# Who makes the best rubber replacement tracks?



## YTC (Aug 28, 2011)

What do you guys think?


----------



## tgeb (Feb 9, 2006)

For what....it makes a difference.


Thanks for introducing yourself.


----------



## YTC (Aug 28, 2011)

Hi, My name is Chris Schomaker. We operate in southern WV. The machine is a 334 Bobcat. Thanks


----------



## woodchuck2 (Feb 27, 2008)

http://prowlertracks.com/rubber-tracks-prowler.htm

Check out the testimonials.


----------



## tgeb (Feb 9, 2006)

Mclaren makes some good products.

http://mclarenusa.com/

I own a pair of over the tire tracks from them, I was happy with the performance. I've not had to buy replacement tracks for my Mini Ex.

There is always original equipment, but that can be expensive.

Thanks for the intro Chris, beautiful area south WV. Welcome to the site.


----------



## ohiohomedoctor (Dec 26, 2010)

I know this is off topic but re treading semi tires should be illegal. I am so tired of those darn tires hitting my new truck!


----------



## woodchuck2 (Feb 27, 2008)

ohiohomedoctor said:


> I know this is off topic but re treading semi tires should be illegal. I am so tired of those darn tires hitting my new truck!
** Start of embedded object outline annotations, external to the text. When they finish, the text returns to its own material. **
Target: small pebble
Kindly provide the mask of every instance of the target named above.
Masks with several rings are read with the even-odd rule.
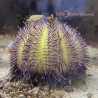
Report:
[[[25,95],[23,95],[23,94],[21,94],[21,95],[19,95],[19,97],[18,98],[26,98],[26,96]]]
[[[71,86],[66,86],[65,91],[66,92],[73,92],[73,88]]]

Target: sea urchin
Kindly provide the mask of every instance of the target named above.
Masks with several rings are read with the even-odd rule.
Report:
[[[34,17],[13,42],[11,80],[25,77],[33,84],[57,86],[85,76],[87,45],[80,34],[52,17]]]

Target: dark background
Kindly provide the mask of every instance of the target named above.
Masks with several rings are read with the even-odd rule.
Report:
[[[17,34],[18,26],[30,15],[51,14],[68,10],[72,13],[94,13],[94,16],[59,16],[81,33],[86,42],[98,46],[98,0],[0,0],[0,34]]]

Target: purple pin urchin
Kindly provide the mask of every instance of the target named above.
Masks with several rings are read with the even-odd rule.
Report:
[[[75,29],[43,16],[19,30],[10,61],[12,81],[66,85],[85,76],[87,45]]]

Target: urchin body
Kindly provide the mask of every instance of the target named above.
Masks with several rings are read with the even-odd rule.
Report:
[[[11,80],[65,85],[85,76],[87,45],[76,30],[46,17],[19,30],[11,52]]]

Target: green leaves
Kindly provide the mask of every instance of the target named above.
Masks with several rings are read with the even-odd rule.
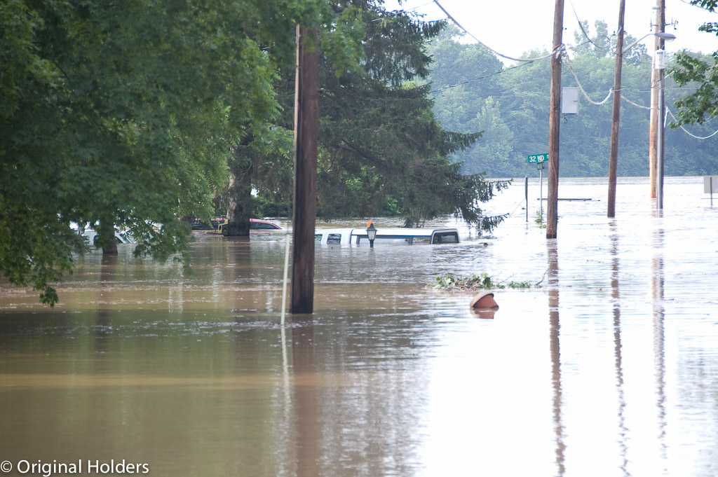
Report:
[[[209,215],[232,146],[279,113],[296,22],[330,14],[320,0],[0,4],[0,272],[56,301],[80,250],[70,221],[128,227],[139,254],[182,252],[177,218]]]

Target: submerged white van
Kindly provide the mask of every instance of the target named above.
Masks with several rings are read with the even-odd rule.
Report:
[[[314,241],[321,245],[340,244],[358,245],[369,243],[366,229],[318,229],[314,232]],[[381,244],[442,244],[459,243],[459,231],[456,229],[376,229],[375,245]]]

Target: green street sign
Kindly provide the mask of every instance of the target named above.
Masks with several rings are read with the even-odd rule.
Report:
[[[528,164],[535,164],[541,162],[546,162],[549,160],[549,154],[531,154],[528,156]]]

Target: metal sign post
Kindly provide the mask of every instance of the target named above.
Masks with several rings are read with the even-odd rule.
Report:
[[[539,196],[539,201],[541,202],[541,212],[538,215],[539,221],[544,222],[544,166],[545,163],[549,160],[549,154],[531,154],[527,158],[528,159],[528,164],[536,164],[536,168],[538,169],[538,181],[541,184],[539,190],[541,191],[541,195]],[[526,212],[528,214],[528,211]],[[527,219],[528,220],[528,219]]]
[[[711,194],[711,207],[713,207],[713,193],[718,192],[718,176],[703,176],[703,192]]]

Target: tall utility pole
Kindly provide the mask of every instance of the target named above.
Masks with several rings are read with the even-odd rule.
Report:
[[[559,222],[559,126],[561,124],[561,60],[563,55],[564,0],[556,0],[554,56],[551,59],[551,110],[549,117],[549,200],[546,237],[556,238]]]
[[[616,67],[613,76],[613,115],[611,121],[611,153],[608,161],[608,217],[616,216],[616,176],[618,174],[618,129],[621,113],[621,70],[623,67],[623,12],[625,0],[618,7]]]
[[[294,202],[292,303],[294,314],[314,313],[317,145],[319,137],[319,34],[297,27],[294,85]]]
[[[666,3],[664,0],[656,1],[656,19],[653,33],[663,33],[666,29]],[[666,40],[659,36],[654,36],[653,54],[656,50],[663,49]],[[651,121],[648,133],[648,182],[651,187],[651,198],[656,199],[656,173],[658,171],[658,96],[662,90],[658,88],[663,78],[663,70],[653,65],[651,70]]]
Why are you running retreads on a new truck?


----------



## ohiohomedoctor (Dec 26, 2010)

woodchuck2 said:


> Why are you running retreads on a new truck?


The semis failed retreads keep hitting my truck.


----------



## YTC (Aug 28, 2011)

Thanks for the info and the welcome. I hate to have to buy a set but I have gotten almost every penny out of these.


----------